Résumé de la présentation :
Les attaques contemporaines contre les sciences, particulièrement visibles aux États-Unis, invitent à interroger les relations entre sciences, public et puissances politiques, économiques et militaires. Sébastien Dutreuil propose de les lire à partir d’une hypothèse : certaines sciences, et notamment les sciences de l’environnement global, auraient en quelque sorte « trahi » les promesses historiquement faites aux puissances qui les soutenaient.

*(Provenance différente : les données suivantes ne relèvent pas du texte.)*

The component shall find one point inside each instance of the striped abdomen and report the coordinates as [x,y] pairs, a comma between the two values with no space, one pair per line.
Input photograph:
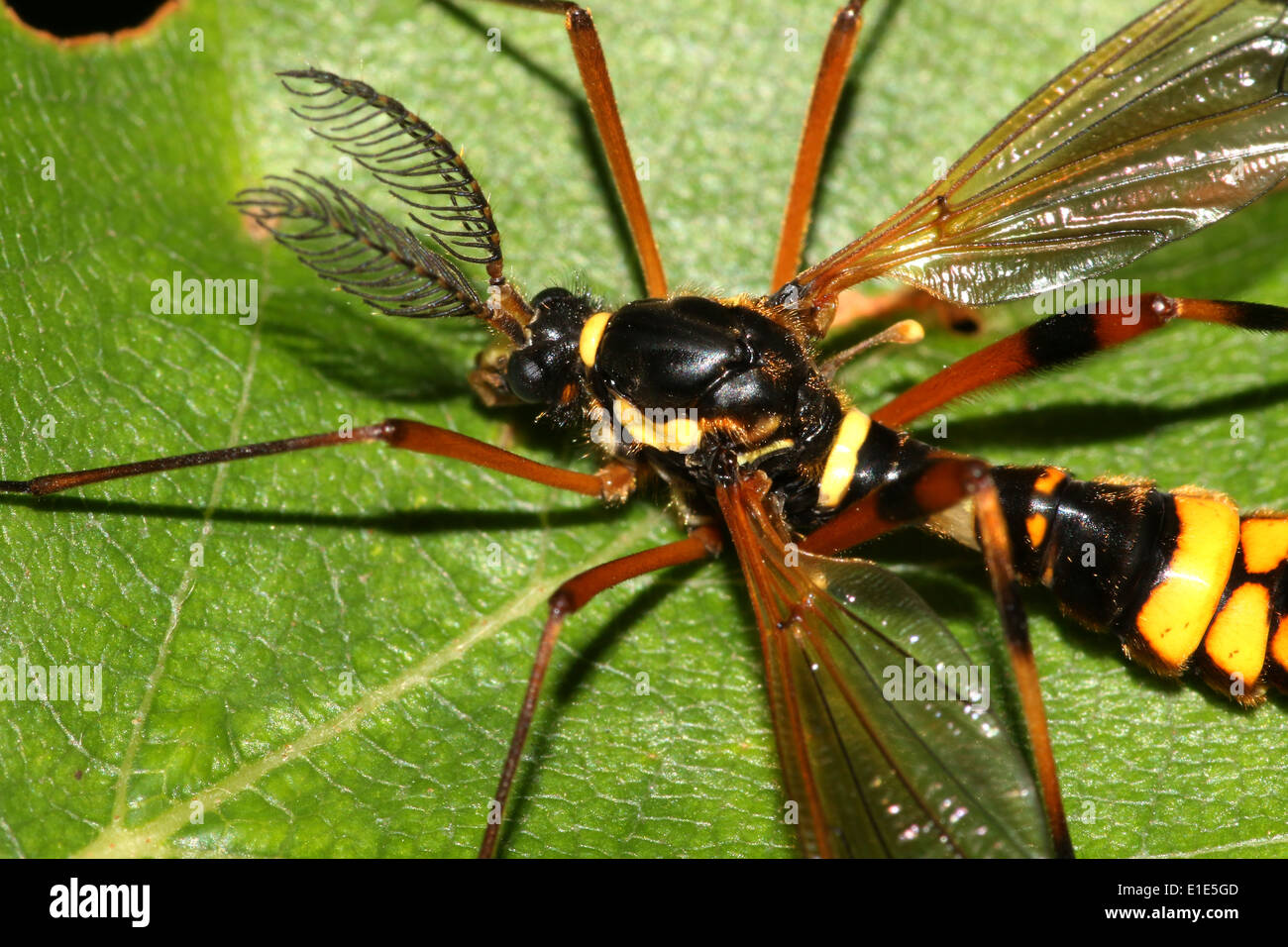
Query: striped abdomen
[1179,577]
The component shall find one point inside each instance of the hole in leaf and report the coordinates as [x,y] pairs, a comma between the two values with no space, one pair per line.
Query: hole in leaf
[76,21]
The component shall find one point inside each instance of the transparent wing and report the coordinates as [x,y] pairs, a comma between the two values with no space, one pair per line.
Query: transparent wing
[874,766]
[1168,125]
[346,241]
[400,150]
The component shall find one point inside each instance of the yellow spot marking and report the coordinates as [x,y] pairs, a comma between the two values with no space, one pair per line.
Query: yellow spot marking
[1179,609]
[1279,644]
[682,434]
[1265,544]
[679,433]
[844,458]
[1047,480]
[1035,525]
[1236,641]
[590,335]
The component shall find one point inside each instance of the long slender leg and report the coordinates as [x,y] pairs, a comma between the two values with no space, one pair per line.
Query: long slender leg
[603,105]
[837,54]
[570,596]
[943,482]
[1016,628]
[1067,337]
[613,483]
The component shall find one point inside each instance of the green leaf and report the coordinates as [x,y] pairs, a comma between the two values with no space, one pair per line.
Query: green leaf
[340,674]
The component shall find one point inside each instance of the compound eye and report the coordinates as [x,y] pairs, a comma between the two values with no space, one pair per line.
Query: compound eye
[549,295]
[526,376]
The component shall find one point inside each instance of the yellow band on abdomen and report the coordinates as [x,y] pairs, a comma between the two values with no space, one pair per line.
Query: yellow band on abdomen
[1177,612]
[1236,641]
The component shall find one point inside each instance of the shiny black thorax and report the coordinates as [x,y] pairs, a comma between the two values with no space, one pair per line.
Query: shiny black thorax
[747,380]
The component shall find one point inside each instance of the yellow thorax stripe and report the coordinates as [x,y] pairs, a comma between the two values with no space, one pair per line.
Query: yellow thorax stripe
[842,459]
[588,346]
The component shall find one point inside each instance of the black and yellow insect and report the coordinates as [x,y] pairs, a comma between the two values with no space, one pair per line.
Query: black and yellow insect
[761,449]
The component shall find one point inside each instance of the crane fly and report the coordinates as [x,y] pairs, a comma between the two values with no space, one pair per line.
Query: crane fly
[725,403]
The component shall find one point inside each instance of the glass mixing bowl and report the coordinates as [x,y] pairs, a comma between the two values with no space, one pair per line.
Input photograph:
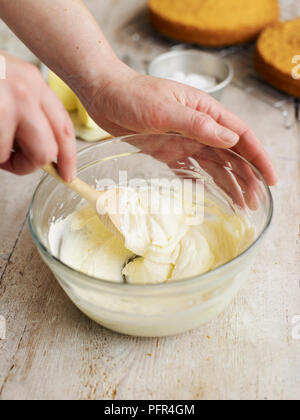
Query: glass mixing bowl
[160,309]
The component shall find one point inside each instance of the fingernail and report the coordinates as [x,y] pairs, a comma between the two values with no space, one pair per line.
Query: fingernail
[227,136]
[74,175]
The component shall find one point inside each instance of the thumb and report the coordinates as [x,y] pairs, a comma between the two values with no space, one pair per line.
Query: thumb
[201,127]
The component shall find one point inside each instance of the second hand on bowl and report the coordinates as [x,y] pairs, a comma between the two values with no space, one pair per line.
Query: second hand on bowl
[106,200]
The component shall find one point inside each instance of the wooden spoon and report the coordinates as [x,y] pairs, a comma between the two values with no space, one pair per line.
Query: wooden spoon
[106,200]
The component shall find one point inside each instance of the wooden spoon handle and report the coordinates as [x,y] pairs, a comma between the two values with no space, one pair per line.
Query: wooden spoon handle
[80,187]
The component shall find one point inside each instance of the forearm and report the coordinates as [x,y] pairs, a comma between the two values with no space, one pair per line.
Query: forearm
[66,37]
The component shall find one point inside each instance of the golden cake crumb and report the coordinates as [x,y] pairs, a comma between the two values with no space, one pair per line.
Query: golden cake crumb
[276,48]
[213,22]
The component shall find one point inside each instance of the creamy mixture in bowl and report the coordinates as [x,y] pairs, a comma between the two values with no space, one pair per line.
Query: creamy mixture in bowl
[180,262]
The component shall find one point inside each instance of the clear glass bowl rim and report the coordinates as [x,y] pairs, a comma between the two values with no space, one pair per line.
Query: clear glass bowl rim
[195,280]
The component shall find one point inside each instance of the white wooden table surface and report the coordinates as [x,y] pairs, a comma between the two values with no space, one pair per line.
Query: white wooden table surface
[52,351]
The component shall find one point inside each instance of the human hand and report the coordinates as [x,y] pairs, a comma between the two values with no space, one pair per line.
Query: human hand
[132,103]
[229,172]
[35,129]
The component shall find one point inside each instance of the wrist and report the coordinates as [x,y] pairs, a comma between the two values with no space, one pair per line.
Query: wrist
[105,70]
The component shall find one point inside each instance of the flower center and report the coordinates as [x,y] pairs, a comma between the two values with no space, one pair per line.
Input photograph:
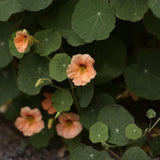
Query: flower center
[69,122]
[30,119]
[83,68]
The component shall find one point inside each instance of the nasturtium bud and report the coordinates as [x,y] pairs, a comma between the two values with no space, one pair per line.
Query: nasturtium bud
[151,114]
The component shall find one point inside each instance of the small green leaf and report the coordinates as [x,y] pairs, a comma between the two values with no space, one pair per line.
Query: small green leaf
[117,119]
[135,153]
[98,132]
[152,24]
[35,5]
[131,10]
[64,24]
[50,41]
[42,139]
[58,66]
[151,114]
[93,109]
[155,144]
[132,131]
[82,151]
[147,69]
[31,68]
[5,31]
[93,20]
[9,7]
[8,84]
[155,7]
[85,94]
[62,100]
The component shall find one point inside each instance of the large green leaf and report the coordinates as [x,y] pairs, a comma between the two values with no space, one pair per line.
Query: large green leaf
[116,118]
[110,56]
[143,77]
[135,153]
[152,24]
[8,84]
[93,109]
[58,66]
[5,31]
[98,132]
[93,20]
[131,10]
[35,5]
[64,24]
[42,139]
[32,67]
[49,41]
[82,151]
[85,94]
[8,7]
[62,100]
[155,7]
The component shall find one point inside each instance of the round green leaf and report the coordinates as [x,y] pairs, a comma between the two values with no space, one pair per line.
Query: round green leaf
[93,109]
[155,7]
[133,131]
[8,7]
[117,119]
[93,20]
[98,132]
[152,24]
[82,151]
[50,41]
[151,114]
[64,24]
[62,100]
[42,139]
[58,66]
[131,10]
[155,144]
[35,5]
[13,50]
[135,153]
[147,69]
[8,84]
[31,68]
[107,66]
[5,31]
[85,94]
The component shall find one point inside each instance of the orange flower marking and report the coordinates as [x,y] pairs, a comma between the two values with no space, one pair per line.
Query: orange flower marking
[22,40]
[69,126]
[30,121]
[81,69]
[47,104]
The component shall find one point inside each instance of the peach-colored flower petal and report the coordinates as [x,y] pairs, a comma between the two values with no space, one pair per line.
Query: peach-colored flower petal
[21,41]
[47,104]
[81,69]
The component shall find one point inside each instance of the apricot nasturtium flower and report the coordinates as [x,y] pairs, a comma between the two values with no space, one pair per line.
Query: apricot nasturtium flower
[81,69]
[30,121]
[69,126]
[22,41]
[47,103]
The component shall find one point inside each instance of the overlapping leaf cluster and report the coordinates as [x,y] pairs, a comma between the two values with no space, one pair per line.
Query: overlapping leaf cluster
[123,38]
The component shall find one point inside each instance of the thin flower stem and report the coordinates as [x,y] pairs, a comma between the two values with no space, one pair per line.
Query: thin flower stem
[154,124]
[73,95]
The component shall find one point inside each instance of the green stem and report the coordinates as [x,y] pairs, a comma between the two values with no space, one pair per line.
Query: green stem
[154,124]
[73,95]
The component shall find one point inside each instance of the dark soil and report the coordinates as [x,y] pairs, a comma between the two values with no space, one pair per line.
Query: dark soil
[14,146]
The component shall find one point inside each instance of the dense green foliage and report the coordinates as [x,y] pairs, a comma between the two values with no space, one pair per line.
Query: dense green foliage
[122,36]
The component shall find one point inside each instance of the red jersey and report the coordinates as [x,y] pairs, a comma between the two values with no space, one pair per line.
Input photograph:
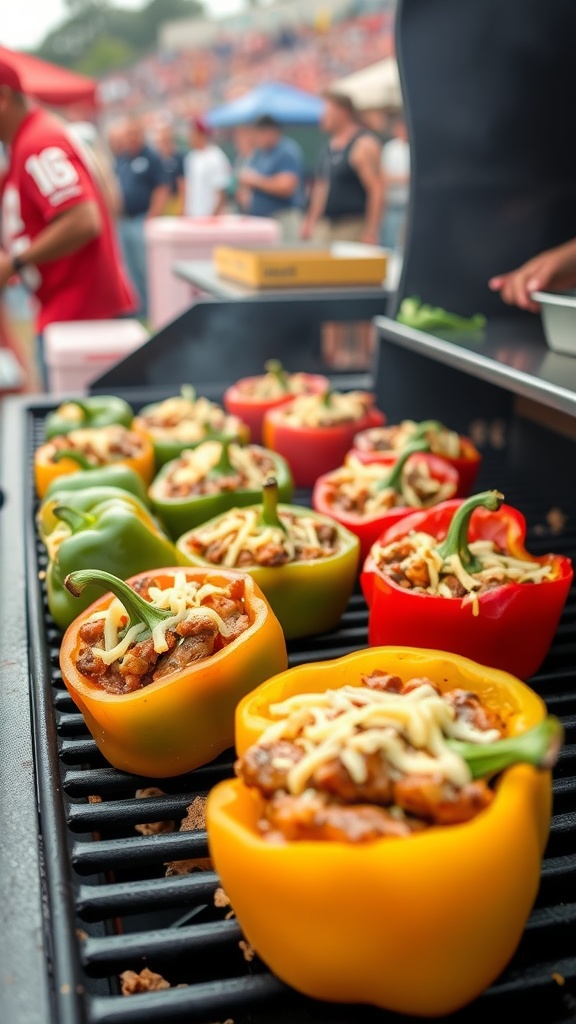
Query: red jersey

Nées pour partie, durant la guerre froide, d’ambitions de surveillance, de maîtrise et de puissance, ces sciences en sont progressivement venues à documenter les effets des activités humaines sur le système Terre, les limites matérielles auxquelles elles se heurtent et les dégâts qu’elles produisent. D’instruments de puissance, elles ont ainsi pu devenir des sciences de l’alerte, de la limite et du contre-pouvoir, capables de produire des savoirs susceptibles de déplaire à ceux qui les financent.
Dès lors, ce n’est pas « la science » en général qui serait aujourd’hui attaquée, mais certaines sciences et certaines institutions de production du vrai. Ce constat conduit à une question plus large : quelles sciences souhaitons-nous défendre, produites dans quelles conditions et selon quel nouveau contrat social ? L’intervention explorera plusieurs pistes pour repenser les relations entre recherche publique, pouvoirs et citoyens, renforcer l’indépendance scientifique et protéger la capacité des sciences à exercer ce « courage de la vérité ».